Ka Lucio bowed, as if in deep thought. “Everything you say, it all sounds familiar … very familiar.”
The pot in the kitchen started to hiss and boil, and he jumped up and took off the lid. He was cooking rice; when it had simmered, he returned to me
“Yes,” he said, “it is all very familiar. And I cannot argue against passion. There is no reasoning against the heart. But remember, Pepe, we fought the Japanese, an alien enemy. You will be fighting your own people, your own brother.”
“He is worse,” I said, “because he is brown like me. The Japanese were foreigners.”
“You are saying all that we said. So we did not fight our brothers — and we got tortured and killed. If you must do it, do not forget: the pain cannot be endured. The pain …” he went on as if in a reverie: “Sometimes I wish I had died long ago in those hills. Of malaria, of hunger, of bullets. It does not matter. I courted death many times. I had seen my comrades die — three of them in my arms. I know when life finally ebbs away and the body grows limp, and the heart throbs no more. Though the eyes remain open, they no longer see. I know …”
He turned away as his voice cracked. He breathed deeply, shuddered, and with his palm, wiped off the tears that smudged his face.
“But I loved life — no matter how bitter, no matter how harsh.
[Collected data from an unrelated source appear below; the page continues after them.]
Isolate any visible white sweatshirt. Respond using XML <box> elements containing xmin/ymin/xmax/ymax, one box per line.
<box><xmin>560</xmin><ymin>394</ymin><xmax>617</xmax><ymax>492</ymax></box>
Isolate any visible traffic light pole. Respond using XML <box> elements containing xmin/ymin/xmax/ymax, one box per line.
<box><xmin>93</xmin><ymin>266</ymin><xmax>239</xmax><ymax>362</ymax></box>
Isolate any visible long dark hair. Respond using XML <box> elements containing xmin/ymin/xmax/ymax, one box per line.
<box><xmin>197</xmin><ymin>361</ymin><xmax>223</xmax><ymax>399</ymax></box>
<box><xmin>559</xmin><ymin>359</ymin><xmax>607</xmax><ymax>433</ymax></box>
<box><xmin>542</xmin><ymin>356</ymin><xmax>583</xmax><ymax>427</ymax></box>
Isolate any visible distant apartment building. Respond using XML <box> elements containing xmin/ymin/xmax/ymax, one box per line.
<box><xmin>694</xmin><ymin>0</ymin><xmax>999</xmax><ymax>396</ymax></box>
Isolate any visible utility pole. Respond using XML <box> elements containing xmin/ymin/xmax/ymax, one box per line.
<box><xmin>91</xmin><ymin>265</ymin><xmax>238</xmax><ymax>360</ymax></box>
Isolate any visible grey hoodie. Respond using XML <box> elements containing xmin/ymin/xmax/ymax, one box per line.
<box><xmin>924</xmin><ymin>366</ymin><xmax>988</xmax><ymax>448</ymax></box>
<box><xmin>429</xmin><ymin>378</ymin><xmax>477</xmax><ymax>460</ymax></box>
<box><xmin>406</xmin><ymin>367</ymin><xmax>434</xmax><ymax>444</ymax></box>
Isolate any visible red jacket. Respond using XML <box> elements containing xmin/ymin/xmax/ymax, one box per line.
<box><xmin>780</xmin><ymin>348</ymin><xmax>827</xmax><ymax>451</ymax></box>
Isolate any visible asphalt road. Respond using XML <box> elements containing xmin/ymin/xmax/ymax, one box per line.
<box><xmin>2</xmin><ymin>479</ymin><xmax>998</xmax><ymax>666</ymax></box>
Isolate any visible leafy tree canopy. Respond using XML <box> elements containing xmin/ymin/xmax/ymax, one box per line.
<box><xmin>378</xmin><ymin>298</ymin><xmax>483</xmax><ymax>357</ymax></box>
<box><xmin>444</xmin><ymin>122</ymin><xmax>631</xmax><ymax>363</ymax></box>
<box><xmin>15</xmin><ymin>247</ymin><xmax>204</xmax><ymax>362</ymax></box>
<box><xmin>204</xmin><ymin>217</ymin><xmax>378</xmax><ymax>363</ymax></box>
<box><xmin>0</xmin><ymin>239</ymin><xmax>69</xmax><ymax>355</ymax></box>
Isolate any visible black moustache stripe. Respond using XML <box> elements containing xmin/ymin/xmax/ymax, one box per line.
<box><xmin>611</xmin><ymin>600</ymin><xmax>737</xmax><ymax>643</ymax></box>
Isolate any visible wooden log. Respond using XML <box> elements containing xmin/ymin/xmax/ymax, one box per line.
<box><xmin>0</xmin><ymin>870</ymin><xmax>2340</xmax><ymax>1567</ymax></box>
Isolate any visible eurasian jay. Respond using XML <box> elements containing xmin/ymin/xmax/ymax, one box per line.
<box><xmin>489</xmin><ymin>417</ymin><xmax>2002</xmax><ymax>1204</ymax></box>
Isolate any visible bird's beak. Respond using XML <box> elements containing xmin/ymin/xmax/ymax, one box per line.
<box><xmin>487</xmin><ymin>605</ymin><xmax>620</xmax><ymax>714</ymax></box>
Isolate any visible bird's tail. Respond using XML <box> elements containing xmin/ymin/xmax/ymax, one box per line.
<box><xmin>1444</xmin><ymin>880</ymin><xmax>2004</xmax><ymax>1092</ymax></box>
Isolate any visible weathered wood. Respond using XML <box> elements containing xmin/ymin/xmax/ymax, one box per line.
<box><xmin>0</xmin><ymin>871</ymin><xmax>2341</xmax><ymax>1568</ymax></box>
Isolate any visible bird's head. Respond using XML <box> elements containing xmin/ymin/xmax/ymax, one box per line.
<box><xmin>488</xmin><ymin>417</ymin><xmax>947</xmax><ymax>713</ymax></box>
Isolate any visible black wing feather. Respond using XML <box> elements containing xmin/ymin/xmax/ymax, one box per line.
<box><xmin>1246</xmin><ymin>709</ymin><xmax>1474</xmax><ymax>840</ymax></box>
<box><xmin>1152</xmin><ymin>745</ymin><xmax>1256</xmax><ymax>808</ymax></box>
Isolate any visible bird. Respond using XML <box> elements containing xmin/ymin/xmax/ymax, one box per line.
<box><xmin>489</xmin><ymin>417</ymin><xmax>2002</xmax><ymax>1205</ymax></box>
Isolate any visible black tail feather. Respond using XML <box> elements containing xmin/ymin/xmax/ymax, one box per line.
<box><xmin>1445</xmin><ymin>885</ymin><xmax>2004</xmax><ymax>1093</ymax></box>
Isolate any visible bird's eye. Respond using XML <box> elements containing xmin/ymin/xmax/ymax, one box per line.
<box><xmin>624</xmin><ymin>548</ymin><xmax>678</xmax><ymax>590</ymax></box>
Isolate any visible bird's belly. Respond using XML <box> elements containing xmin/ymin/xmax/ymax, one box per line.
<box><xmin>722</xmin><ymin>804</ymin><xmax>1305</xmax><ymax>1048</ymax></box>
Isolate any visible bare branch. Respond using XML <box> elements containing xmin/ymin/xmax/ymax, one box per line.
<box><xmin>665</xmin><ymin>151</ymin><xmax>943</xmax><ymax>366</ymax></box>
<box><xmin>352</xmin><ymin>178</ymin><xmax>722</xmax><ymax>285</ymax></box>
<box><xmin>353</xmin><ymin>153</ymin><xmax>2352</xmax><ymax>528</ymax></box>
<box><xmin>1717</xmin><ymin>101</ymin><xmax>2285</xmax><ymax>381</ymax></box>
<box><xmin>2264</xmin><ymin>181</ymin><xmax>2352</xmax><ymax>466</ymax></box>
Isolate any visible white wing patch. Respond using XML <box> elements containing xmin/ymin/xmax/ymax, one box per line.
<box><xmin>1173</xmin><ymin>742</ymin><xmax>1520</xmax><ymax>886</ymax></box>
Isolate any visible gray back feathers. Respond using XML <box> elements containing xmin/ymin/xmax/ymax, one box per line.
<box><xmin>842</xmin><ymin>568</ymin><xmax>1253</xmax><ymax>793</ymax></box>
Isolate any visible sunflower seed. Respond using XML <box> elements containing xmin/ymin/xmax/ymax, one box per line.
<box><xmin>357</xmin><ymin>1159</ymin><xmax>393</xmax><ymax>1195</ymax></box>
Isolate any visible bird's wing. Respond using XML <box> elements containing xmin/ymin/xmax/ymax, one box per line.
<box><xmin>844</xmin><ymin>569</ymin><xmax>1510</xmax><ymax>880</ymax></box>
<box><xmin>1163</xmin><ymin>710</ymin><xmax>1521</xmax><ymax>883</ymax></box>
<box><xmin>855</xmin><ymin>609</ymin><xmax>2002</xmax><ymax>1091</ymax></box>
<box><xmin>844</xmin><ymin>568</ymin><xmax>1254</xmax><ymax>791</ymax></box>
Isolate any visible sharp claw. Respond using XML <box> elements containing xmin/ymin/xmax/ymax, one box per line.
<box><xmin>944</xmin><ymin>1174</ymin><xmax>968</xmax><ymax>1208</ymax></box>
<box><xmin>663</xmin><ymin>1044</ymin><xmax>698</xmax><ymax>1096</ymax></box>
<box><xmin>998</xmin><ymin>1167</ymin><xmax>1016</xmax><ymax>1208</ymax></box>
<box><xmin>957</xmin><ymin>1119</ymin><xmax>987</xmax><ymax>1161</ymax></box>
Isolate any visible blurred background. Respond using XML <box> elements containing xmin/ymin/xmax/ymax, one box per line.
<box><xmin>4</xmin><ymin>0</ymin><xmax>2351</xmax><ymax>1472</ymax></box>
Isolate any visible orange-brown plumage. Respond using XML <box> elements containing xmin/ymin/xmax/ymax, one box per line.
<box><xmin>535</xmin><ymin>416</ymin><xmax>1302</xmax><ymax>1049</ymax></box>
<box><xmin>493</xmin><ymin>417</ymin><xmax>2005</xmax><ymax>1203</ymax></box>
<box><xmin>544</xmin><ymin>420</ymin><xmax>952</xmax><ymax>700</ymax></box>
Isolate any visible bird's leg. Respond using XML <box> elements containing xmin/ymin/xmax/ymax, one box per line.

I would wake up at night out there in the fields and look at the stars and listen to the sounds in the darkness. Everything would be very quiet. I could hear my heart, the voices of the dead. And when I woke up at dawn, I knew there was some reason for me to go on living, not merely because I loved life, but because I have lived through many dangers and I could, perhaps, impart some of what I have learned. Life is a learning and not much more. It is not loving because there is more hate in this world than love.”
“What have you to teach us then?”
“First, stay alive.”
“And live long enough to be disillusioned? Or despised?”
“Yes. And do not commit the same mistakes we made — and there were many of them.”
“What are they?” I was anxious to know. I was assailed with doubts from the very beginning. I had talked too much, I realized that now, without knowing the books, relying on my own intuition as if that were enough.